The total reduction of Ireland being proposed soon afterwards, the earl was pitched upon as the only man by whom it could be accomplished. This was an artful contrivance of his enemies, who hoped to ruin him, by employing him in a desperate undertaking; nor were their expectations disappointed. He declined this fatal preferment as long as he could; but perceiving that he should have no quiet at home, he accepted it; and his commission as lord lieutenant passed the great seal on the 12th of March 1598. The earl met with nothing in Ireland but ill success and disasters; in the midst of which an army was suddenly raised in England, under the command of the Earl of Nottingham, by the suggestions of the earl's enemies, who insinuated that he meditated an invasion of his native country, rather than the reduction of the Irish rebels. This and other considerations induced him to quit his post and to come over to England, which he accordingly did without leave. On his arrival he burst into her majesty's bed-chamber as she was rising, and was received with a mixture of tenderness and severity; but she soon afterwards thought fit to deprive him of all his employments except that of master of the horse; and he was committed to the custody of the lord-keeper, with whom he continued six months.

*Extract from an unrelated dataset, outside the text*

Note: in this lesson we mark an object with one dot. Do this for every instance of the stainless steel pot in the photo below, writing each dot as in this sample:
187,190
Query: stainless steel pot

No sooner had he regained his liberty than he plunged into many extravagancies, to which he was instigated by knaves and fools, but perhaps more powerfully by his own passions. He first determined to obtain an audience of the queen by force; he refused to attend the council when summoned; and when the queen sent the lord-keeper, the lord chief-justice, and two others, to know his grievances, he confined them, and then marched with his friends into the city, in expectation that the people would rise in his favour. But in this he was completely disappointed. He was at last besieged and taken in his house in Essex Street, and being committed to the Tower, he was tried by his peers, condemned, and executed. He was a polite scholar, and a generous friend to literature. The Earl of Essex died in the thirty-fourth year of his age, leaving by his lady one son and two daughters.